El resumen es sencillo: el miedo a salir fuera, la angustia ante lo desconocido después de haber estado en un entorno seguro. El trasfondo no lo es tanto. Sí, sabes que la angustia no te puede paralizar, que no te tienes que dejar llevar, pero el miedo es libre.

Y no es para menos. Las cifras de víctimas marean. Tener que salir a la calle disfrazado con guantes y mascarilla no ayuda. Las precauciones son tantas: guardar la distancia de seguridad personal, asegurarte de que nadie esté a tu lado, tener cuidado de no tocar elementos en la vía pública o el transporte. Demasiadas cosas en las que pensar para volver a llamar a esto “normalidad”.

Quiero otra nueva normalidad

Sinceramente no creo que el síndrome de La Cabaña sea lo mío. No es que tema salir a la calle, ¡es que no quiero perder las pocas cosas buenas que esto me ha dejado! No quiero separarme tan pronto de los míos, no quiero horas y horas dedicadas al trabajo sin poder estar con mi familia, no quiero volver a no saber conciliar, a no poder jugar con los niños o a no tener fuerzas ni ánimos para compartir un rato de lectura por la noche.
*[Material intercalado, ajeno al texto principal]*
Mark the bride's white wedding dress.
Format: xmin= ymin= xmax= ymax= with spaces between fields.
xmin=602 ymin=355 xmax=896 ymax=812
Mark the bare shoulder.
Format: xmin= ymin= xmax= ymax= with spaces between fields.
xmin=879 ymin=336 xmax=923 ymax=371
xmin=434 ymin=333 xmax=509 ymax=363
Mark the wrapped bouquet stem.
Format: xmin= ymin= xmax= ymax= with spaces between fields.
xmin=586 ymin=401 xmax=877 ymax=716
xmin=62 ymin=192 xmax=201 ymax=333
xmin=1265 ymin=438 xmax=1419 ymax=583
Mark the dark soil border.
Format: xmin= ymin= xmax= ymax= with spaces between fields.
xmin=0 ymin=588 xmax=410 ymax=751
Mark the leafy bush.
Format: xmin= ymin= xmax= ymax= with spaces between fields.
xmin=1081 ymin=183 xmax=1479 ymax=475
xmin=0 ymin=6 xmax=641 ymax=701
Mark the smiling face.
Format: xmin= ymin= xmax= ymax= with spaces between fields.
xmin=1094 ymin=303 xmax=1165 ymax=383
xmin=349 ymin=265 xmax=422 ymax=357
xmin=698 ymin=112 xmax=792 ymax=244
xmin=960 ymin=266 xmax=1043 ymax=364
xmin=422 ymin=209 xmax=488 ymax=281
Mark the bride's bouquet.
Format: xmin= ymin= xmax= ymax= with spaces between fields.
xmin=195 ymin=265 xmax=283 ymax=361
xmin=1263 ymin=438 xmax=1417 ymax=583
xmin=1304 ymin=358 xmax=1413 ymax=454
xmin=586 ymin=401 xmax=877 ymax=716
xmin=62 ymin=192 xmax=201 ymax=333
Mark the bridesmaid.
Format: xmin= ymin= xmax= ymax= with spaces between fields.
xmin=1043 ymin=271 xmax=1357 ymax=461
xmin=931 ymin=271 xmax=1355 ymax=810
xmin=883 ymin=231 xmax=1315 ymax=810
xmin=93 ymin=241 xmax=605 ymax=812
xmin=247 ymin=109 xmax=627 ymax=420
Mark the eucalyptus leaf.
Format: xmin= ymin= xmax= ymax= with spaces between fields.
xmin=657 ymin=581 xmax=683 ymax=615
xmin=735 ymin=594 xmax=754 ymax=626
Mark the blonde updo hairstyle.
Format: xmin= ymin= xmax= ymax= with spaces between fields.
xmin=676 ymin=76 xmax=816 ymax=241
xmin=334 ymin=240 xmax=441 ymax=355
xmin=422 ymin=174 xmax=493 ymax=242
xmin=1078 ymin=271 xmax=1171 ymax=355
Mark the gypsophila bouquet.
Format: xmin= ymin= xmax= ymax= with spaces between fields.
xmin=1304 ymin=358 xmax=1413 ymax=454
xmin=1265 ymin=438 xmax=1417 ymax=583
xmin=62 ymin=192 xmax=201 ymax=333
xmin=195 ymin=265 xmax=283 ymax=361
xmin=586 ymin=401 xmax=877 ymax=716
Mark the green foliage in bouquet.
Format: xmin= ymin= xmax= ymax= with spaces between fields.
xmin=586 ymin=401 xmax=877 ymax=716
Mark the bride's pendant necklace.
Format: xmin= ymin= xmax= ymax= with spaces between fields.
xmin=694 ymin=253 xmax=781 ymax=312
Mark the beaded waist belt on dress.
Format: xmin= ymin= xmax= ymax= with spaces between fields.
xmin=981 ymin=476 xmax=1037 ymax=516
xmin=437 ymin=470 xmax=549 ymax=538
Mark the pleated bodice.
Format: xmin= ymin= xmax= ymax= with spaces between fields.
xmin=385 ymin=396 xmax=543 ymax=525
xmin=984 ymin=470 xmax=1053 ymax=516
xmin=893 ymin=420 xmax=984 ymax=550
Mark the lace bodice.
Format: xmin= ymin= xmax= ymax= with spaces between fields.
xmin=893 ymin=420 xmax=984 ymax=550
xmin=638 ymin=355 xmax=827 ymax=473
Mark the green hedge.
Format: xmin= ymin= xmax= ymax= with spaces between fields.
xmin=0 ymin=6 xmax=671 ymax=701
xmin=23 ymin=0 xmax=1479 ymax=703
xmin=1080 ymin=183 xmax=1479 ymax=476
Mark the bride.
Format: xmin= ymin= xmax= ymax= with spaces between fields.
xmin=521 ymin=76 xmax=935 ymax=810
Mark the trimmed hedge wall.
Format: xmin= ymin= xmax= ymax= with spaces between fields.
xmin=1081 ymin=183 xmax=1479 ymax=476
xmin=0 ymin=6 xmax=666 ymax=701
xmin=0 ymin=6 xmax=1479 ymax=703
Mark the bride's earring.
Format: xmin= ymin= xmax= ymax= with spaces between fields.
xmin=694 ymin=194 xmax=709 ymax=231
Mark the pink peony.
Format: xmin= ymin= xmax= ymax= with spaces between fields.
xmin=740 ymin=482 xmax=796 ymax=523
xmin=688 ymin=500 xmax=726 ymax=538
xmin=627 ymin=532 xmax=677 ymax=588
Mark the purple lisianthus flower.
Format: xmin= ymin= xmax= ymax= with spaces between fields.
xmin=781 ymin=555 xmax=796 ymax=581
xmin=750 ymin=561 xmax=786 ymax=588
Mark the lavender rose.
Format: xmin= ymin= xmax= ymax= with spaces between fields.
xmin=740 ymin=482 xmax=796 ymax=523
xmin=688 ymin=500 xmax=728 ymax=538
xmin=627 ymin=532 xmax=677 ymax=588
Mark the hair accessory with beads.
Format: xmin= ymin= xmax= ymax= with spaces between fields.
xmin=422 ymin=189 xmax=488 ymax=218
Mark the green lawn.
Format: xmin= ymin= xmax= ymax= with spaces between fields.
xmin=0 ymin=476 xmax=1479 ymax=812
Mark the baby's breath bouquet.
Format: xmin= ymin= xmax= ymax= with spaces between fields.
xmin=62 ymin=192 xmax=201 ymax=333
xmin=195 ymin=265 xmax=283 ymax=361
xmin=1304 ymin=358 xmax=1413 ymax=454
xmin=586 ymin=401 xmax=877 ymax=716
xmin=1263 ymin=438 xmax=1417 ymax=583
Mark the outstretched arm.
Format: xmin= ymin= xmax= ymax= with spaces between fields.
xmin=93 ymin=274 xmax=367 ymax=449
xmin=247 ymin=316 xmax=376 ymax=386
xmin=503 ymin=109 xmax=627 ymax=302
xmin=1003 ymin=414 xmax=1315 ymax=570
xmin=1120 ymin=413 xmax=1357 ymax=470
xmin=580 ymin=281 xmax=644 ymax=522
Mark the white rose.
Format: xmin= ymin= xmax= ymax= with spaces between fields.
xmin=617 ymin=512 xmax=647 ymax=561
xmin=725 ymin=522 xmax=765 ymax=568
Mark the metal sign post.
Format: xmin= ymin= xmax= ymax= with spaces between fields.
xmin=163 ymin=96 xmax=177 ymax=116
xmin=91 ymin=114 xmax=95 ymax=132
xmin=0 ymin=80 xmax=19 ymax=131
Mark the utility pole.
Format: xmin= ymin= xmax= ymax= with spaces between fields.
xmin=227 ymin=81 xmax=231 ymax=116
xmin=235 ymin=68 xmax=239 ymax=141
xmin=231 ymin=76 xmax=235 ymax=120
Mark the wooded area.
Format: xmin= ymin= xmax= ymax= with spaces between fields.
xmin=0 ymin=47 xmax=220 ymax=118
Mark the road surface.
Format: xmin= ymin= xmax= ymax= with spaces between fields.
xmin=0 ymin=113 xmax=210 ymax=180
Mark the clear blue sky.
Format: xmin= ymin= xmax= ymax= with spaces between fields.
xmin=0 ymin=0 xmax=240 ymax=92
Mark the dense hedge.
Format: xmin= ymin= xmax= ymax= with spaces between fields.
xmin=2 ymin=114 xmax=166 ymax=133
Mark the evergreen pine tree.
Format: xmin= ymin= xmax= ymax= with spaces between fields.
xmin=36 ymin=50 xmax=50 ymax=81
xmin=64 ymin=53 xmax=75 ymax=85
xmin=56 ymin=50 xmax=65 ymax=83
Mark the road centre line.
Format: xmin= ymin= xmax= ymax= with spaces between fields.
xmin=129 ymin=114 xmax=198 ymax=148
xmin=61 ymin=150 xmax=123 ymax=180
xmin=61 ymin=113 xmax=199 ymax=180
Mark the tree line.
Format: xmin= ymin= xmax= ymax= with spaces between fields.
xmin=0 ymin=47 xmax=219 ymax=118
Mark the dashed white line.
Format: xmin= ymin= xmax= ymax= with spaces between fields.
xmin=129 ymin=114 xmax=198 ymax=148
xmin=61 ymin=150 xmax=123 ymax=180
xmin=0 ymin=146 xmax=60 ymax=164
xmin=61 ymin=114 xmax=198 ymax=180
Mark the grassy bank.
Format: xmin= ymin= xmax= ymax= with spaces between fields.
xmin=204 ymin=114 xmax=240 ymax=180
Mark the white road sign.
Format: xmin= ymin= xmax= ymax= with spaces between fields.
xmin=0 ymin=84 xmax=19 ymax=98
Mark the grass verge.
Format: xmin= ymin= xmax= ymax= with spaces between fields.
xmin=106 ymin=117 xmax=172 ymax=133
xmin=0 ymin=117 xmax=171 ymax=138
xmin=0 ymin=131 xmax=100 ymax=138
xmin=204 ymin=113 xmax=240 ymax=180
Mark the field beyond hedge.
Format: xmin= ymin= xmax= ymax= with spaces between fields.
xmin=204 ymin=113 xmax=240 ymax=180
Ahí queda. Quiero una “nueva normalidad” donde las pocas cosas que hemos disfrutado en este confinamiento se mantengan. Una normalidad mejorada donde evitemos todo eso que sabemos que antes hacíamos mal. Lo dicho, no creo que salir a la calle sea mi problema. Lo que quiero es reiniciar la normalidad de un modo distinto.

Pero, todo apunta que no va a ser fácil. Si en este periodo que hemos pasado la salud era lo principal, ahora lo básico es la economía. Y cuando el euro es el que manda… ¿significará renunciar a lo poco bueno que nos ha dejado esta situación?